O Fundo Monetário Internacional (FMI)prevê que a região da América Latina e Caribe vai crescer 3,2% em 2009, ante 4,6% estimados para este ano. Porém, o FMI faz um alerta para os riscos de crescimento menor da região, de apenas 0,7% no próximo ano, em face da incerteza com os preços das commodities.

Agência Estado |

Os dados estão no relatório do Fundo preparado exclusivamente para o Hemisfério Ocidental, divulgado ontem.

Segundo o FMI, a economia mundial alcançará o "limiar da recessão em 2009". No estudo, o Fundo leva em conta o declínio médio dos preços de commodities em recessões passadas, ou seja, trabalha também com a hipótese de queda aguda de 35% em 2009 ante o nível de preços de meados de 2008, para advertir que o Produto Interno Bruto (PIB) da América Latina poderá crescer apenas 0,7% em 2009, se ocorrer tal queda nos preços.

O nível de recessão para a economia mundial é caracterizado pelo FMI como um crescimento de 3% ou abaixo disso.

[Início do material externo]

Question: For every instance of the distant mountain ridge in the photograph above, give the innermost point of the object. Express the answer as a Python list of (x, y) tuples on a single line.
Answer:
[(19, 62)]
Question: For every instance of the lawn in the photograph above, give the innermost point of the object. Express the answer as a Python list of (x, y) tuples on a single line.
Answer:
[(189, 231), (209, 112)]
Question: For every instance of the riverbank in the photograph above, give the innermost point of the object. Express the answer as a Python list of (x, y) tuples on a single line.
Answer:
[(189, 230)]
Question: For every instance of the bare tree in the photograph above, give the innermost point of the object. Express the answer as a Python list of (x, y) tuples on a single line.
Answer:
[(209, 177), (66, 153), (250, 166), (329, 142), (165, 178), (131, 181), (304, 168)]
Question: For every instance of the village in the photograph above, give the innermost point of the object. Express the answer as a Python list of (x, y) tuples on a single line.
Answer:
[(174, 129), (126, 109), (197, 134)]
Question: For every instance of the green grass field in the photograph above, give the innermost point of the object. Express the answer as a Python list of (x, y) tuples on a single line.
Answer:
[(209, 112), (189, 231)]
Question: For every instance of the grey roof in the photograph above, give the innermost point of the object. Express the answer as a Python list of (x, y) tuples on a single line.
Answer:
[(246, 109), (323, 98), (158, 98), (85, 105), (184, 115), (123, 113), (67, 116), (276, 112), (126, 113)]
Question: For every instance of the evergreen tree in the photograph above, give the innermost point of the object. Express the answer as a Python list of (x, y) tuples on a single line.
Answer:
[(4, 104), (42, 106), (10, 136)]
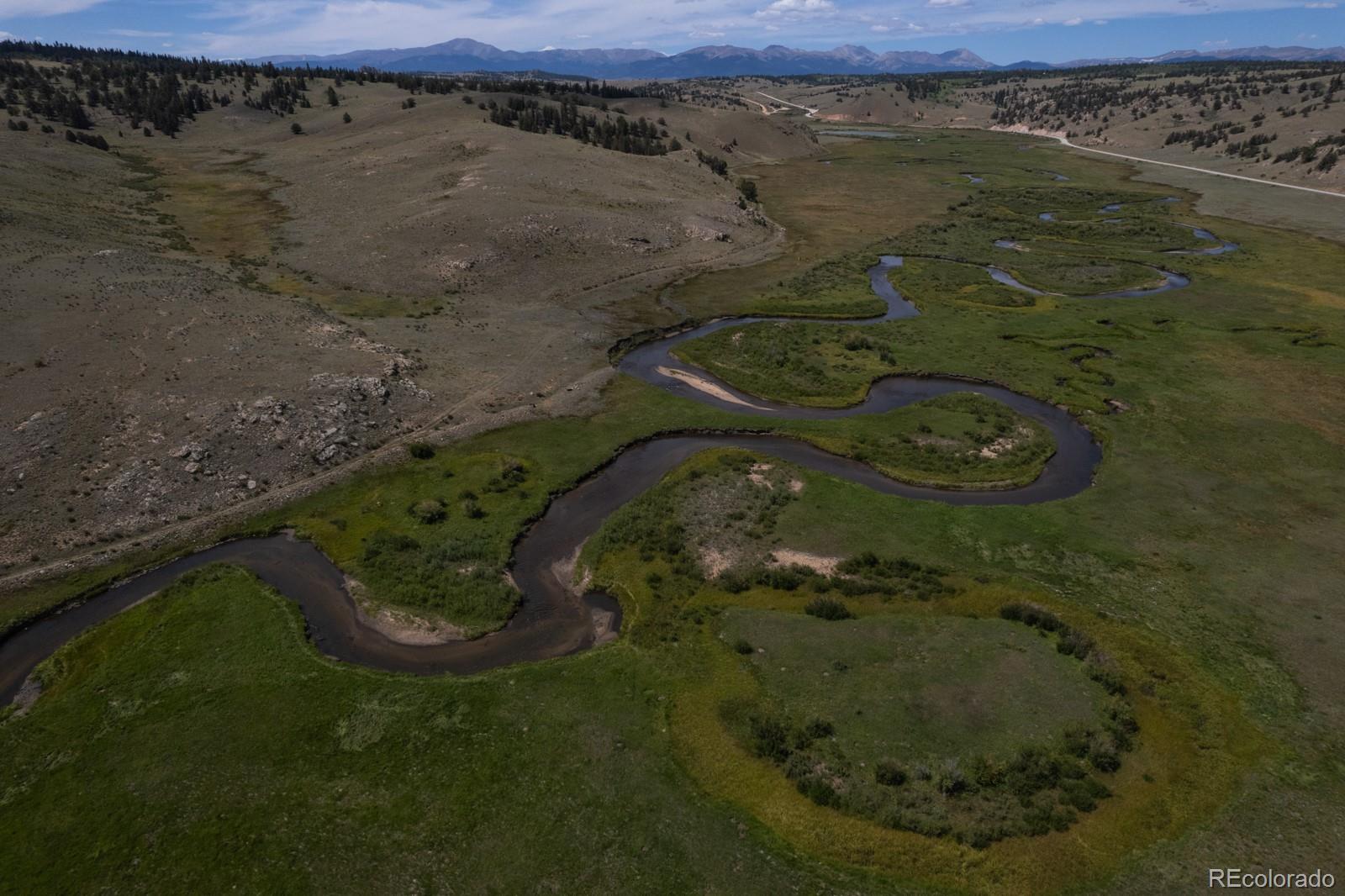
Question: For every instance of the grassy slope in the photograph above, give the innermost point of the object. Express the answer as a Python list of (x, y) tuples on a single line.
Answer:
[(1214, 510), (291, 774), (556, 455)]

No Encontro Anual, o Fundo projetou um crescimento global de 3% em 2009, ante 3,9% estimados para este ano. Em 2009, reitera o FMI, a atividade econômica do planeta deve apresentar o ritmo mais lento desde a recessão de 2001/2002.

No relatório, o Fundo Monetário alerta que a defasagem na transmissão dos choques financeiros nos Estados Unidos sugere que os efeitos para a América Latina podem ainda estar a caminho. Segundo o Fundo, "o pico do efeito ocorre depois de 1 ano e meio."

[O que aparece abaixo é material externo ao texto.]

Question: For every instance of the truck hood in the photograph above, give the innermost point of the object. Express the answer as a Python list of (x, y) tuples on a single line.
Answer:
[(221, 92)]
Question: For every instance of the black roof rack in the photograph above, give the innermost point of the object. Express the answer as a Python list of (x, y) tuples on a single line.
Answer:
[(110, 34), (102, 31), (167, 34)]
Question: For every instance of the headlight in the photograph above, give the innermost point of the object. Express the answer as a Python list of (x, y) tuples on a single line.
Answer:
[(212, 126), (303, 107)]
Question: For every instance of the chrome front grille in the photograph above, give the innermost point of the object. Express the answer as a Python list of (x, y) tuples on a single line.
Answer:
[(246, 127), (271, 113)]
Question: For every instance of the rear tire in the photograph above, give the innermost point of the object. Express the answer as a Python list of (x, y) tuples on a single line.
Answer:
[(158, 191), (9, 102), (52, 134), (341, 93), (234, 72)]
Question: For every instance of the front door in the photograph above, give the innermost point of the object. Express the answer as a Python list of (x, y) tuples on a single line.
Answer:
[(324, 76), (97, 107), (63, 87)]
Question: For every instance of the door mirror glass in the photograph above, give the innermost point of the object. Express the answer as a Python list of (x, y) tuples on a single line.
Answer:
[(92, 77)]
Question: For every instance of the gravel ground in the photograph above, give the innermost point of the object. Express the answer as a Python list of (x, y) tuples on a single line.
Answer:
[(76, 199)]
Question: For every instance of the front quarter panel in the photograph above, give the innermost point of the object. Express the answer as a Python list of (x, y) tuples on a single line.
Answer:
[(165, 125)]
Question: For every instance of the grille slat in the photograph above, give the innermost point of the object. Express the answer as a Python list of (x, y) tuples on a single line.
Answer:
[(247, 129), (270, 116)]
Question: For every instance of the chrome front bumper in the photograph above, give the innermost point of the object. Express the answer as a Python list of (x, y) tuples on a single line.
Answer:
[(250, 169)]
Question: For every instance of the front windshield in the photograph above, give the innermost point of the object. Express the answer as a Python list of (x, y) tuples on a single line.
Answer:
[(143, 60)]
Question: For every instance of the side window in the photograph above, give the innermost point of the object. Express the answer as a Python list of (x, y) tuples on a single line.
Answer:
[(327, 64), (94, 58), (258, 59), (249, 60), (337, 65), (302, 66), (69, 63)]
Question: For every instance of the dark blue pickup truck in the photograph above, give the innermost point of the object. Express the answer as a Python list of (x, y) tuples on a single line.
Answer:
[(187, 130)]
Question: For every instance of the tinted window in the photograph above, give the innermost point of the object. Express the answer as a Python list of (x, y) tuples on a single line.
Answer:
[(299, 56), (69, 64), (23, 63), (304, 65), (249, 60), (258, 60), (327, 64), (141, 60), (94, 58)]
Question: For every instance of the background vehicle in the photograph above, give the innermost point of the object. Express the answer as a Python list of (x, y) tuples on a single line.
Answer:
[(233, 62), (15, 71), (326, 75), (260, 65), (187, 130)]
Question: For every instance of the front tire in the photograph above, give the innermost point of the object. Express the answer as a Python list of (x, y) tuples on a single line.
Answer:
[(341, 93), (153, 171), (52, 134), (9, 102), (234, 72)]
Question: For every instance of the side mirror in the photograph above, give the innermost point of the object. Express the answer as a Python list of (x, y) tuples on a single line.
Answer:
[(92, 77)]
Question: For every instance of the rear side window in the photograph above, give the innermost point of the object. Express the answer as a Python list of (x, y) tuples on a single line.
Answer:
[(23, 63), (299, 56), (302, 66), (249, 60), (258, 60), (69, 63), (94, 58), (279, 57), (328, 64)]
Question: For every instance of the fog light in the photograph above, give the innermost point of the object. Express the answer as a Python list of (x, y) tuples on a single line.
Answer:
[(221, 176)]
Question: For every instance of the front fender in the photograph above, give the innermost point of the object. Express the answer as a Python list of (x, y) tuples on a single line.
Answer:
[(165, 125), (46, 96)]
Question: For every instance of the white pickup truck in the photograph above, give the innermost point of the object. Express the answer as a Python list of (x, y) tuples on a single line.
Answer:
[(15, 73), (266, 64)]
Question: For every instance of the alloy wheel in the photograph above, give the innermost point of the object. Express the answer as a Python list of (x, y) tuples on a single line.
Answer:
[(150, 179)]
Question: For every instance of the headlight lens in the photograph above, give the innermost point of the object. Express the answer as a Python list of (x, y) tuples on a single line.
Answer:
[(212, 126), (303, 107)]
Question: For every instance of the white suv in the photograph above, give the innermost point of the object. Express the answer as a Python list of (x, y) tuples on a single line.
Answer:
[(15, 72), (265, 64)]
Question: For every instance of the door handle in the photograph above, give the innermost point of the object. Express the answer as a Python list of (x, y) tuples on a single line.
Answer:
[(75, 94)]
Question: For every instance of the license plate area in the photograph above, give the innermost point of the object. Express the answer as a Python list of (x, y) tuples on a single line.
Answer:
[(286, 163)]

O FMI acrescenta que um choque de atividade econômica nos EUA é transmitido mais rapidamente para a América Latina do que um choque financeiro. Além disso, os efeitos de um choque financeiro nos EUA sobre a América Latina são mais persistentes do que no caso de um choque na atividade. Segundo o Fundo, "a turbulência global representa uma confluência de choques negativos para a região da América Latina e Caribe: congelamento dos mercados de crédito, demanda externa mais fraca e preços mais baixos de commodities".

Segundo o Fundo, "os choques que percorrem o sistema financeiro global são superiores a qualquer um visto nos últimos 70 anos". O FMI também alerta que esses choques podem ter fortes círculos negativos, particularmente para as condições de financiamento.

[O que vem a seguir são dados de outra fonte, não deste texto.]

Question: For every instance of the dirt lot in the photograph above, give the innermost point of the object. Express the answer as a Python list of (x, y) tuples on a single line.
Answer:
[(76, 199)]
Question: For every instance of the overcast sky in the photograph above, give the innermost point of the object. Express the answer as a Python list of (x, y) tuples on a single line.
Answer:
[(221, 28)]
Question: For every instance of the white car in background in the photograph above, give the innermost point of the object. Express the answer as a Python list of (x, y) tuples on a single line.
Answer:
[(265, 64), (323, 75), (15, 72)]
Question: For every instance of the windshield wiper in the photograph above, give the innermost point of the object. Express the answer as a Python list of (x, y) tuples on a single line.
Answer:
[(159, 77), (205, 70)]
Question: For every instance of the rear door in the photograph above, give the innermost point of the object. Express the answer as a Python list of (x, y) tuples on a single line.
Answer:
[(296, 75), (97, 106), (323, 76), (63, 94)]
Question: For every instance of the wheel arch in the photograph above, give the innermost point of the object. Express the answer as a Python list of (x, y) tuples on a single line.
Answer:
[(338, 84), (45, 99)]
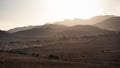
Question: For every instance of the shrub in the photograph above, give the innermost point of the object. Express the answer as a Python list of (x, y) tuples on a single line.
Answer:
[(51, 56)]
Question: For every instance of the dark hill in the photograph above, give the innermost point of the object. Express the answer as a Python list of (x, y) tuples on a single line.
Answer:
[(52, 30)]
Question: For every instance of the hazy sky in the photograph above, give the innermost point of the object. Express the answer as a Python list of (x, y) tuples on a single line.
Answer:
[(17, 13)]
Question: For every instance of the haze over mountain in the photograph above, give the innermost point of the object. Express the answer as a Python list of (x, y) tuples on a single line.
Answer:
[(78, 21), (110, 24), (52, 30), (20, 29)]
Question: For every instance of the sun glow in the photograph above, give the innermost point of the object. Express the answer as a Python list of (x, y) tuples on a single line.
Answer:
[(64, 9)]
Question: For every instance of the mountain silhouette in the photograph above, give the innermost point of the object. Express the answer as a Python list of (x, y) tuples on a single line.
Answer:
[(77, 21), (60, 30), (110, 24), (20, 29)]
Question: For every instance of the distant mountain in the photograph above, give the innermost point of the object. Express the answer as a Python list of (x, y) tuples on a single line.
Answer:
[(5, 35), (78, 21), (41, 31), (84, 30), (60, 30), (20, 29), (110, 24)]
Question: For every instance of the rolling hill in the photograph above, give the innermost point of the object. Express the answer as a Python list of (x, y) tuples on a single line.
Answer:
[(110, 24), (52, 30)]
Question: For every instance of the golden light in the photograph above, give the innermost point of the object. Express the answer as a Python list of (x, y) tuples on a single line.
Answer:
[(69, 9)]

O documento reitera projeções anteriores, nas quais o FMI prevê que o Brasil vai crescer 5,2% este ano e vai desacelerar para 3,5% em 2009. Ainda segundo o relatório, a Argentina avança 6,5% em 2008 e desacelera para 3,6% em 2009. O PIB da Bolívia sobe 5,9% e 5%, respectivamente, em 2008 e 2009. O Chile avança 4,5% este ano e 3,8% no próximo. A Colômbia cresce 4% em 2008 e 3,5% em 2009. O PIB do Equador cresce 3% este ano e no próximo. O Paraguai avança 5,5% e 4,2%, respectivamente, em 2008 e 2009. Para o Peru, o PIB projetado é de 9,2% em 2008 e de 7% em 2009. A previsão indica que o Uruguai vai crescer 6,5% em 2008 e 5,5% no próximo ano. O FMI projeta ainda um avanço de 6% no PIB da Venezuela em 2008, desacelerando para 2% em 2009.

Diante dos riscos da turbulência global para a América Latina e Caribe, o FMI enumerou uma lista de "prioridades essenciais" para a região. No relatório regional para o Hemisfério Ocidental, o Fundo cita a preservação do sistema financeiro na região como o primeiro item da lista. Na seqüência, a preservação das conquistas no combate à inflação.

Com a expectativa de desaceleração do crescimento e com os preços de commodities em queda acentuada, o FMI reconhece que as preocupações com o aquecimento excessivo e a inflação tornaram-se menos urgentes. O Fundo ressalva, no entanto, que as autoridades vão precisar ficar atentas à preservação da credibilidade da estrutura da política monetária. No ambiente atual, acrescenta o documento, câmbio flutuante em vários países vai continuar atuando como um amortecedor natural para os choques.